Today we visited a wonderful organization called SIFAIS in a Costa Rican neighborhood called La Carpio. They serve a mostly immigrant community that is experiencing severe poverty by providing them with skills in the arts, among other things. The experience there was as I expected and similar to other organizations we have already visited. It was also at SIFAIS, however, that I experienced something I never imagined here. As a result, I was able to confirm first hand that discrimination and assumptions based on your skin color are very real and something that will most likely follow me no matter what country I travel to.

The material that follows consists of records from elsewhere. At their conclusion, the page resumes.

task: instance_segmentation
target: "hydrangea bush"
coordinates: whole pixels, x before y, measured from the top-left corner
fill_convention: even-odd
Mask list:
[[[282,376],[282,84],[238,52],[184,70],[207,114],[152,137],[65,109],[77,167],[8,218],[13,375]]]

As our group was given the opportunity to connect with the kids in the Montessori at SIFAIS, another group member and I decided to join two children playing basketball right outside on the patio. It so happens that other group member and I am Latino and have a darker skin tone. We were soon told that we were not allowed to be there by a woman. The other group member and I promptly made our way back into the Montessori. Once at the door, the woman put her arm out and told us we were not allowed in there either. She seemed really angry and we were confused. It then occurred to us that she did not consider that we were a part of the group of mostly white students playing with the kids inside. Once we let her know that we were, she simply walked off. As with any instance such as this, I was left feeling confused, then angry, then simply sad.
Things like this have happened to me before. However, the fact that it happened in a Latin American country, by a person who likely experiences the same discrimination on a regular basis as an immigrant in this county, makes it that much more painful and confusing. I realize how internalized racism and colorism exist and are experienced by people of color in all parts of the world. The reason behind this is incredibly complicated. I personally feel Paolo Freire said it best when he said, “Self-depreciation is another characteristic of the oppressed, which derives from their internalization of the opinion the oppressors hold of them.” In this case, a woman of color did not think two people who looked and spoke similar to her would be from this group of mostly white, educated individuals from the United States. Ironically, as I entered the Montessori again, I noticed one name painted on the wall, Xochilt. I wondered what experiences that little girl will have here and outside the parameters of La Carpia during her life.
This experience in Costa Rica has taught me that my experiences as a person of color in the United States are not unique to that country. Up until now I thought I was serving immigrants that were experiencing racism and colorism for the first time. I am wrong and feel humbled and, as awful as the experience was, grateful. It is through these experiences that I feel I connect more with the community I serve. We each have our own stories and our own reactions to oppression, but together we continue to fight it in solidarity with each other.